Father Lothaire heard the cry nevertheless, because he now worked at half speed, forced to manage by himself with the Rituale , the censer, and the holy water. But he could not go on like this. In extremis , Sophia could help, but she was busy.
Sophia was already inside, distributing the contents of the bags, attaching a timer to each small package. Bourdelle and Moulinier had already returned to their positions.
Father Lothaire was back at the entrance ordering the devil to flee before the Savior who was to come. His work of reclaiming the space outside for Christ was finished. Now, for the church itself.

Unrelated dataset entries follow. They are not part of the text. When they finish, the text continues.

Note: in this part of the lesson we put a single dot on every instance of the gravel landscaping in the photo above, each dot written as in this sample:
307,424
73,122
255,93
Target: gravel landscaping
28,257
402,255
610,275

The door was open, which was fortunate, since he could not have opened it himself, with all he was carrying.
Sophia, who was kneeling with plastic explosive in her hands forty feet from the entrance, lifted her head. A shadow fell over her face. She jumped to her feet in obvious confusion unique to her—whether to run toward the priest and relieve him of some of his burdens, or was that not allowed?
Father Lothaire smiled, as if to say, In extremis, many things are allowed. In Soviet camps where there were no priests, women baptized children. Couldn’t a woman now hold a censer? They’ve managed to slow us down by killing Vincent de Lescure; his absence will cost us another dozen lives.
Rapid footsteps could be heard from their backs, but Father Lothaire didn’t even turn around; from Sophia’s face, he could see there was no imminent danger.
The Kalashnikov thrown on the floor clattered. Eugène-Olivier Lévêque, panting, with barely dry hands stained with blood, gasoline, dirt, and cement— and wearing pants torn at the knee—was already reaching for the censer.